Critique IV
Let me preface by saying that I don’t actually think it’s possible to be “scarred for life” (speaking emotionally, only, because of course physical and mental disabilities can do a fair number on you), provided that you die of old age. Certainly you can be scarred for a great deal of your life and maybe even 99.9% of it, but in the end nothing really matters. So ignoring the validity of the concept, “scarred for life” is a great phrase because it’s a really effective metaphor, but it’s used so commonly that it doesn’t call attention to itself. We use it as if it means “ruined or changed for life” and leave it at that, but the idea is much better and worse.
First, there’s the imagery. Although it’s used to describe the effects of emotional or mental experiences, it automatically calls upon the listener to picture a physically marred equivalent, or at least it does if your imagination ROCKS. If we showed all of life’s traumas in our outwards appearance we’d look FUCKED UP.

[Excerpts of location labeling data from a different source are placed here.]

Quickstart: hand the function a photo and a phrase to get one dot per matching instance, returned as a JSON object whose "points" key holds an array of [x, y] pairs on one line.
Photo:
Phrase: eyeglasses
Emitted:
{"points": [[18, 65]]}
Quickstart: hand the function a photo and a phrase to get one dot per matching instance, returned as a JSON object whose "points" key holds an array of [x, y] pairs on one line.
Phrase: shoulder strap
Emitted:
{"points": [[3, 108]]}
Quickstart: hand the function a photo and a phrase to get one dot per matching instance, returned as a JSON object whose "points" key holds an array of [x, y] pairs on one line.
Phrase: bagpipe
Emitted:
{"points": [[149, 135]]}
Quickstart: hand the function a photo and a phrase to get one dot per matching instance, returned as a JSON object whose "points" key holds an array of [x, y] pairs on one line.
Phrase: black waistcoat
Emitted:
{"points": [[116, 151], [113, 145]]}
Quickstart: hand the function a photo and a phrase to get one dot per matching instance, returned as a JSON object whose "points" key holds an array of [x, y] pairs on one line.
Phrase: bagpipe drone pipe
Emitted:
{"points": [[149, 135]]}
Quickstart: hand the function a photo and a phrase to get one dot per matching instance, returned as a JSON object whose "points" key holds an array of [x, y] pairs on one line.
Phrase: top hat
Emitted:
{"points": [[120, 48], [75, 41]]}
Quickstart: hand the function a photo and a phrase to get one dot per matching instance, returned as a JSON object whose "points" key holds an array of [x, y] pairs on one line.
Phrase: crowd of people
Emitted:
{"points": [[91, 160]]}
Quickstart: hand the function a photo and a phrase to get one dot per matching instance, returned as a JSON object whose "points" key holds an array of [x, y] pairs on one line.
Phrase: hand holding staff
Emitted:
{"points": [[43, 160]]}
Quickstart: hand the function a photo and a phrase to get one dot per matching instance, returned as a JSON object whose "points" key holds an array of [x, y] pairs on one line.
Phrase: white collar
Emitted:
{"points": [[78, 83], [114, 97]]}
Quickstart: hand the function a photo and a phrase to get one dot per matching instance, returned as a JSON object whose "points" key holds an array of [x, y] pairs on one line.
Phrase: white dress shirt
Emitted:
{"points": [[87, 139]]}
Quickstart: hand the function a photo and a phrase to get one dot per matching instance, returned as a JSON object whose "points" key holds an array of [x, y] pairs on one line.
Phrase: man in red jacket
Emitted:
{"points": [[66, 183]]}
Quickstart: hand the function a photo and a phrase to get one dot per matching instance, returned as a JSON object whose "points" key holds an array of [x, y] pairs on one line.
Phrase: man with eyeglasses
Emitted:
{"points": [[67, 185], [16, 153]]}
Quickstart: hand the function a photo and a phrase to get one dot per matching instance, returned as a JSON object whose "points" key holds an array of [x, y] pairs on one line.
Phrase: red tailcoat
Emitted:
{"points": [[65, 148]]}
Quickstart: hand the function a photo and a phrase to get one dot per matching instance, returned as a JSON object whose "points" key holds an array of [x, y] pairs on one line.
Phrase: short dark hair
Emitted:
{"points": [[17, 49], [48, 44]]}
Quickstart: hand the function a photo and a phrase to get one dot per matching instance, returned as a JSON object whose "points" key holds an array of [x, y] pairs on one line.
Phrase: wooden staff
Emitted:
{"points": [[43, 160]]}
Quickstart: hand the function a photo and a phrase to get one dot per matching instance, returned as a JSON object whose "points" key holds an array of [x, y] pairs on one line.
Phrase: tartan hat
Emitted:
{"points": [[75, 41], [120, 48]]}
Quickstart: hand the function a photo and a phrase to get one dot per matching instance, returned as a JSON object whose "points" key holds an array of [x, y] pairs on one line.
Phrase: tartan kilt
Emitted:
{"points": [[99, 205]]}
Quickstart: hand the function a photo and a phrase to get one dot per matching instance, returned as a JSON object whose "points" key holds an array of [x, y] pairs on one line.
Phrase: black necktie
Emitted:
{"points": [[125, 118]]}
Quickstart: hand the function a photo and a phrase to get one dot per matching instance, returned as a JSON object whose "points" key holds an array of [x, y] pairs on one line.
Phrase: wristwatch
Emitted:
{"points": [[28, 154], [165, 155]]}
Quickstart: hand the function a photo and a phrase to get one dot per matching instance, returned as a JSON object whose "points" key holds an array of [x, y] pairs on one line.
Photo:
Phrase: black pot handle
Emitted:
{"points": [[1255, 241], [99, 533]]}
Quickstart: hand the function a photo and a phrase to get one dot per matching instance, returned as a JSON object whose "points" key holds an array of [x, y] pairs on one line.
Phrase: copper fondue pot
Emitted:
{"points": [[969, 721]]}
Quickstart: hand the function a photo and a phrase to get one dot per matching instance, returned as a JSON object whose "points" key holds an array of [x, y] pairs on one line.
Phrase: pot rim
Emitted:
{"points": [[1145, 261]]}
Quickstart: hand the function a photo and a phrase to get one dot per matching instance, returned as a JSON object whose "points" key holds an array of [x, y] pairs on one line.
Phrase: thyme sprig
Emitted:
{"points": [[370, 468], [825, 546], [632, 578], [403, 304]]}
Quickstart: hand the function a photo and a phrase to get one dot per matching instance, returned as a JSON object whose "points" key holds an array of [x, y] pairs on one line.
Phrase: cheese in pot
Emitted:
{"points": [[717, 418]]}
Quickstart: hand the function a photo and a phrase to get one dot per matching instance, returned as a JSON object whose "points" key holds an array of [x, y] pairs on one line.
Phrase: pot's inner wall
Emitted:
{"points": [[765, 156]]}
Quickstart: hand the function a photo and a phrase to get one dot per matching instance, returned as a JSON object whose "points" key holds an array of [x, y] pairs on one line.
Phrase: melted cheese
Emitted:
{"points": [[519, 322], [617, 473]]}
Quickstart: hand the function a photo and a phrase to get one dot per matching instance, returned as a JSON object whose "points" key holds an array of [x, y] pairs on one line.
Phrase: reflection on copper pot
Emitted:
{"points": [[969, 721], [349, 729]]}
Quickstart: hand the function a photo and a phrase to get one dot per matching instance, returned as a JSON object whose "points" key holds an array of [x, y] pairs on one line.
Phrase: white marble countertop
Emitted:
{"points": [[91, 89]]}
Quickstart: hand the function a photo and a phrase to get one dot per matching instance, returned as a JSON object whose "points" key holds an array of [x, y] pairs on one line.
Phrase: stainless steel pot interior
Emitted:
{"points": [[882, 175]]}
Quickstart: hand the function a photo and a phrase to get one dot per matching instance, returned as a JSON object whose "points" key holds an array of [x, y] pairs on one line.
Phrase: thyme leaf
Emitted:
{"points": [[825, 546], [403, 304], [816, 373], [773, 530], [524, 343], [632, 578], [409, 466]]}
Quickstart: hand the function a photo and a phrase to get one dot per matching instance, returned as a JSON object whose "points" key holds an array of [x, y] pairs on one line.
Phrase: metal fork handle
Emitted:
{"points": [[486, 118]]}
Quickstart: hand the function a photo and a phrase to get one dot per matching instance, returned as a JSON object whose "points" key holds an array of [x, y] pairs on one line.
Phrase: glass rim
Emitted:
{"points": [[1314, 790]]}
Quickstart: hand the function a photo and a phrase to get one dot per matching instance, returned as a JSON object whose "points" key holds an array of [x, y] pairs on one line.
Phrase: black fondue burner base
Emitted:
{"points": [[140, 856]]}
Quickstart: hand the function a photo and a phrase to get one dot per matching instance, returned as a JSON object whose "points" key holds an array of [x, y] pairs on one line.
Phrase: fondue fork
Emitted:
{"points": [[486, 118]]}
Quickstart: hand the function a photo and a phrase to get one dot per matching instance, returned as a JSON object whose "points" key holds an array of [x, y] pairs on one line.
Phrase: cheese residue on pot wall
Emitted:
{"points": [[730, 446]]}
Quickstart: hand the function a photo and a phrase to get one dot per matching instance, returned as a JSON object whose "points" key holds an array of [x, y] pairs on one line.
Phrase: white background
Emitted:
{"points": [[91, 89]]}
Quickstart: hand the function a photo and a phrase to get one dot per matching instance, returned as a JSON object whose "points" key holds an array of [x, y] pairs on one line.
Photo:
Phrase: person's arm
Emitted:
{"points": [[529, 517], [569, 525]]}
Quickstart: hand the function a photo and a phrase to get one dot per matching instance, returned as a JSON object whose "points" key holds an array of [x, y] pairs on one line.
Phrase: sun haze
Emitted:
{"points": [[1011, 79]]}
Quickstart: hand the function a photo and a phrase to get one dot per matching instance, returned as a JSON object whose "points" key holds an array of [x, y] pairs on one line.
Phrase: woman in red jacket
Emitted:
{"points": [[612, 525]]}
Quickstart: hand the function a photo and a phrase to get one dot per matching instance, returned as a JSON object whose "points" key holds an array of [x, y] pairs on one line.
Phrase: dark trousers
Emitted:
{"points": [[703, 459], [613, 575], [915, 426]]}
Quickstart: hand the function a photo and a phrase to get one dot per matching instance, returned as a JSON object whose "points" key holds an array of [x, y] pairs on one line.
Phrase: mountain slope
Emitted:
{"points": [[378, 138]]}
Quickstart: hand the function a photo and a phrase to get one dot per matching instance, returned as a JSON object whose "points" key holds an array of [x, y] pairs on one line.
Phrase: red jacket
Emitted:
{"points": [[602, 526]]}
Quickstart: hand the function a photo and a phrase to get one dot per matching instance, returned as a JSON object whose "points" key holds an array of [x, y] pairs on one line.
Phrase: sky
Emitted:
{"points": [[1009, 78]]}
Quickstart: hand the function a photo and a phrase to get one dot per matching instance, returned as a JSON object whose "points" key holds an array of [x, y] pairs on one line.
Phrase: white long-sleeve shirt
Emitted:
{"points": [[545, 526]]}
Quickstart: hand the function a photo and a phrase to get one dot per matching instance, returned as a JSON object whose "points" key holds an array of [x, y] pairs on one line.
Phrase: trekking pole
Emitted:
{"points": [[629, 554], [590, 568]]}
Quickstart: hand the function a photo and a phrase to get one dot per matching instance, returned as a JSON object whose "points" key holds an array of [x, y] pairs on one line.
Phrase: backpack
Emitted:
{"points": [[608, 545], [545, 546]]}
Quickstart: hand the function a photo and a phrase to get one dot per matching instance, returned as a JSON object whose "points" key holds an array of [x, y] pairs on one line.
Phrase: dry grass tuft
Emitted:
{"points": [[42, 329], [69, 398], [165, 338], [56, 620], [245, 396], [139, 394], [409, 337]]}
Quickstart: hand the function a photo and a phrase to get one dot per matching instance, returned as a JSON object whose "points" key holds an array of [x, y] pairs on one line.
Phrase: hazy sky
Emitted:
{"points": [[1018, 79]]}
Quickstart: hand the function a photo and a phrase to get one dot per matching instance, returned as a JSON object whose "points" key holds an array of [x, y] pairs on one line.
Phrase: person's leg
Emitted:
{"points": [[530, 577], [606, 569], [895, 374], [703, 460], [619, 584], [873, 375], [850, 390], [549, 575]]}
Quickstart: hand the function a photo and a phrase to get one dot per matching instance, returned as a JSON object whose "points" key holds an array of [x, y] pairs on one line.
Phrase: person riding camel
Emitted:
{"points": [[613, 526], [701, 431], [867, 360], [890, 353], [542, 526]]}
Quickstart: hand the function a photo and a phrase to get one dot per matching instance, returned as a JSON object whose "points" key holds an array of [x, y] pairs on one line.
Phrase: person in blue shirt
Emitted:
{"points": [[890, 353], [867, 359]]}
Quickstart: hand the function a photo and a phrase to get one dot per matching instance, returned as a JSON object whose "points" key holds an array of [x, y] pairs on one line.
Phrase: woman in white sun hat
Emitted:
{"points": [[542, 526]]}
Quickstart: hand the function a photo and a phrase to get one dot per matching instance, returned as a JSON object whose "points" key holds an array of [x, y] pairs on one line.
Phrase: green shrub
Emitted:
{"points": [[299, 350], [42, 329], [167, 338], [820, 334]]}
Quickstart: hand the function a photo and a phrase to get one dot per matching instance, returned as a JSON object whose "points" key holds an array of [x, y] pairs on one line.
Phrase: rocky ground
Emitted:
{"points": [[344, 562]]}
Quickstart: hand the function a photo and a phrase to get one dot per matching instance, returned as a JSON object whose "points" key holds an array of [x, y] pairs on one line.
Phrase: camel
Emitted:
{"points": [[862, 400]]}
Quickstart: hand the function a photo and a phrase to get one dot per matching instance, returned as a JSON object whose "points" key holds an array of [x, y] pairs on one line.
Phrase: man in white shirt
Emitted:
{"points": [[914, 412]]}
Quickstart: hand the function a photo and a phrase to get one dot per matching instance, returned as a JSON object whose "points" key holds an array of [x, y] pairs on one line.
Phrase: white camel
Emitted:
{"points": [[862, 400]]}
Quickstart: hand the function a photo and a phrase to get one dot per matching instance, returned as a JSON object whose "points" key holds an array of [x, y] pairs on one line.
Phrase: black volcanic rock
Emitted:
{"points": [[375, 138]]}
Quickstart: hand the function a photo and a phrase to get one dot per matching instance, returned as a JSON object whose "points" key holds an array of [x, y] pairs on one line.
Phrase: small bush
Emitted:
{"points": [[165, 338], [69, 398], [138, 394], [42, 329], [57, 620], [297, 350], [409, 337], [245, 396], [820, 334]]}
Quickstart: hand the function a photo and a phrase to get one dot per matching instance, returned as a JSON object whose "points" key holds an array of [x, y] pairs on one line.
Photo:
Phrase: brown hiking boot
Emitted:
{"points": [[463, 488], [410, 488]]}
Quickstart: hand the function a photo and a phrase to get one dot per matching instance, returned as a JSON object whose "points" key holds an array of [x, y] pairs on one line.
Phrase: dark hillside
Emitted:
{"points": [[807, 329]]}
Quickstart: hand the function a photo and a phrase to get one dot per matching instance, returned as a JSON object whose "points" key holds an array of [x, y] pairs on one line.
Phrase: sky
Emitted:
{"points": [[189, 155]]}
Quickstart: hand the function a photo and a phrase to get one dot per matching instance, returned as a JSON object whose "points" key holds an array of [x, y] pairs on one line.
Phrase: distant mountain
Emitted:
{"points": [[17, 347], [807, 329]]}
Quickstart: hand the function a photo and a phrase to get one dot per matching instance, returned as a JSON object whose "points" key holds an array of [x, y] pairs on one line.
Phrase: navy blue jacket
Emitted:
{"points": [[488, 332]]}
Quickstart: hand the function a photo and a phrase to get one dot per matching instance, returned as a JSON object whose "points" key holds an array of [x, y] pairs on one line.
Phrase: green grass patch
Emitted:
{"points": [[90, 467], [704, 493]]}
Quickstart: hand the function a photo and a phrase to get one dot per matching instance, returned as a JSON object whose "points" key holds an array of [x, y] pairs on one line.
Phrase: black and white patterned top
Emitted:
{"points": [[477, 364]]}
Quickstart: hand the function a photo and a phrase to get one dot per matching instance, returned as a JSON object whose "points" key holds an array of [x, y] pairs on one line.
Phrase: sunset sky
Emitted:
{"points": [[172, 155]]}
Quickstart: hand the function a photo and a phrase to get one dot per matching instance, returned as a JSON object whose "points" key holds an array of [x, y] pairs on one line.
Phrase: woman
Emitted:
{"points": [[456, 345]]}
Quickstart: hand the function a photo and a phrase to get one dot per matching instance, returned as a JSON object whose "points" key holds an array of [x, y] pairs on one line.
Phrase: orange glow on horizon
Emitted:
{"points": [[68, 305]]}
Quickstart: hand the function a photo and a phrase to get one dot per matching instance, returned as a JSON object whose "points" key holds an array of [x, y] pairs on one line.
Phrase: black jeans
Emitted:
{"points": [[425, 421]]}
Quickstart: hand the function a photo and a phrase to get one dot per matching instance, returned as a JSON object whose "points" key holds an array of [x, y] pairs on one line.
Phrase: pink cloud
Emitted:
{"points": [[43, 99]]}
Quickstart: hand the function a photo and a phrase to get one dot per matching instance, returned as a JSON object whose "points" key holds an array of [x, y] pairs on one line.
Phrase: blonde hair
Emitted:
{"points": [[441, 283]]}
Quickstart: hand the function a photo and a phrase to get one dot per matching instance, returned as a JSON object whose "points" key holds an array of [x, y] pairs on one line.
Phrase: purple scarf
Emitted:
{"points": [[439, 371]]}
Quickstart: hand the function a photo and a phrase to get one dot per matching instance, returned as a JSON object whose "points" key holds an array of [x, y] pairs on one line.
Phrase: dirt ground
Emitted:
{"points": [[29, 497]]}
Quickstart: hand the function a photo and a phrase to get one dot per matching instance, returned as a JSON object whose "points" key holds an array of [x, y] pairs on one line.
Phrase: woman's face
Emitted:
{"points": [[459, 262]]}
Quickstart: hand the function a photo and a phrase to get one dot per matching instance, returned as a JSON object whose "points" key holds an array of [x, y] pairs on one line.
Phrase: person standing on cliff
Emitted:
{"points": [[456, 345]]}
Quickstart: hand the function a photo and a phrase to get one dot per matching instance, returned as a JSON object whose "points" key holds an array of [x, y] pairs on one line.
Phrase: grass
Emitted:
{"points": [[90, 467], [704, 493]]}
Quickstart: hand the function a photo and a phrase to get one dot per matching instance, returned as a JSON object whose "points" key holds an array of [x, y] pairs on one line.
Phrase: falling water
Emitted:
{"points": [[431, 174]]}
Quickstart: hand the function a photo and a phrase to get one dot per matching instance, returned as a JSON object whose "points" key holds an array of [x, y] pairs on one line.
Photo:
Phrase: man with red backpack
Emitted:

Then there’s the simultaneous dramatization and belittling of the situation. Although the person being scarred is subjected to something violent and bloody it’s acknowledged that however painful the resulting wounds may be, they eventually clot and heal (unless you’re an emotional hemophiliac, which I sincerely hope you’re not), forming nothing more conspicuous or distressing than faint lines of memory.
And lastly, there’s the implied warning. Recall how it feels to scratch, bruise, or hurt in some other minor way an old (actual, physical) scar. A person who is “scarred for life” is guaranteed discomfort whenever the issue at hand is revived or brushed past. Considering the kinds of things that emotionally scar people, they’re bound to come up a decent number of times throughout one’s life, so one who is forever scarred is forever haunted by no longer existent wounds. Pretty pitiful, really.
But do not fret! Some scars become faint enough that they can hardly be called scars anymore and most mend well enough to stop being ultra-sensitive, which also makes this phrase a hopeful one. Hurrah for healing!